New York–based journalist Smith seeks to understand the experience of hearing voices.
Smith’s father had been tormented all his life by voices telling him what to do; his grandfather had also heard voices, albeit more benevolent ones. The author, who has had no such experiences, here describes his attempts to probe the mysteries of auditory hallucination. He wore headphones and played a tape entitled “Training and Simulated Experience of Hearing Voices That Are Distressing.” He attended the 2003 annual meeting of the Hearing Voices Network in Manchester, England. He spent time in a flotation tank isolated from all external stimuli in the vain hope of inducing auditory hallucinations. These personal accounts are interwoven with a history of hearing voices, from ancient Greece to the present and stories about individuals who heard them: Socrates, Old Testament prophets, Muhammad, preacher John Bunyan, the Spanish nun Teresa of Ávila, Joan of Arc and Daniel Paul Schreber, a German psychiatric patient whose 1903 Memoirs of My Nervous Illness dealt at length with the subject. The Enlightenment’s emphasis on rationality and skeptical inquiry, Smith argues, transformed hearing voices from a religious experience into a pathology.
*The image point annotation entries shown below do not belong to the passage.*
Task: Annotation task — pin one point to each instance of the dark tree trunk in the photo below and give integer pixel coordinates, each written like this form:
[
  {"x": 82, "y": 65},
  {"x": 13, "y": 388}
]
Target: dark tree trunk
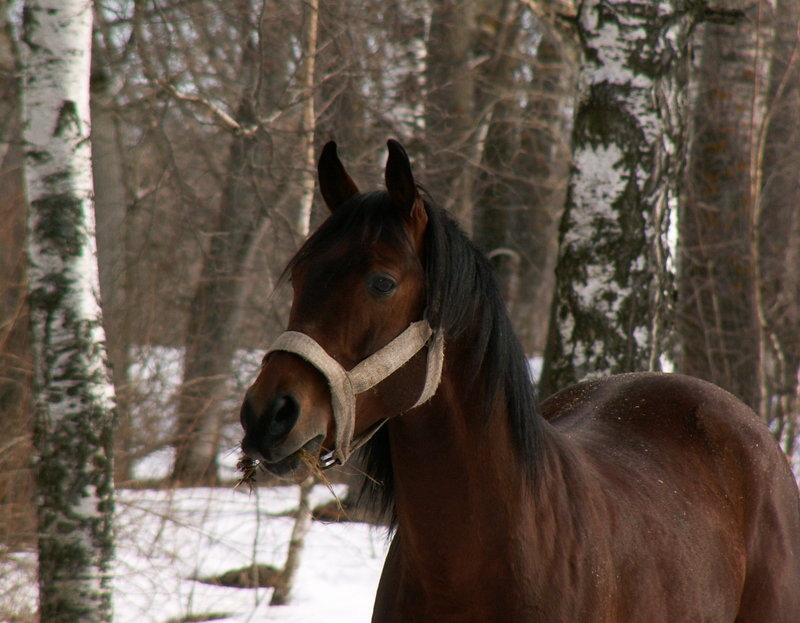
[{"x": 613, "y": 278}]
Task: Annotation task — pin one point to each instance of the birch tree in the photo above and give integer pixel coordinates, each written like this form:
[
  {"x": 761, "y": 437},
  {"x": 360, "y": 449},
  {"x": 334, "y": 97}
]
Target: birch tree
[
  {"x": 74, "y": 401},
  {"x": 614, "y": 273}
]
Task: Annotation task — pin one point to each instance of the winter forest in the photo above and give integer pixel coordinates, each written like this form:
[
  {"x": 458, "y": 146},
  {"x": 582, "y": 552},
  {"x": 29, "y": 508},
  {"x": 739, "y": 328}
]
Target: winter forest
[{"x": 631, "y": 169}]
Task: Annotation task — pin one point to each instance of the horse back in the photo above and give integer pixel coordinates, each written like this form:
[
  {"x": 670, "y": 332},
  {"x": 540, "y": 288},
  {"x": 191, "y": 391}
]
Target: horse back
[{"x": 687, "y": 469}]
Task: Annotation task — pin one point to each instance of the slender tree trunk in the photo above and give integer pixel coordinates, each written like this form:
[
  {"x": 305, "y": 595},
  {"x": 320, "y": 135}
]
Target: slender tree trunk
[
  {"x": 721, "y": 323},
  {"x": 302, "y": 524},
  {"x": 779, "y": 232},
  {"x": 111, "y": 203},
  {"x": 74, "y": 397},
  {"x": 17, "y": 513},
  {"x": 449, "y": 120},
  {"x": 308, "y": 117},
  {"x": 216, "y": 307},
  {"x": 614, "y": 274}
]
Academic research currently looks at the phenomenon through the lens of psychosis, and for some mental-health specialists, hearing voices is symptomatic of schizophrenia. The author emphasizes that, while we are not bound to believe in the existence of spirits or demons or even the worth of the messages, we must acknowledge that for those who experience auditory hallucinations, the voices will always be “real.”
An appealing introduction to a mysterious phenomenon.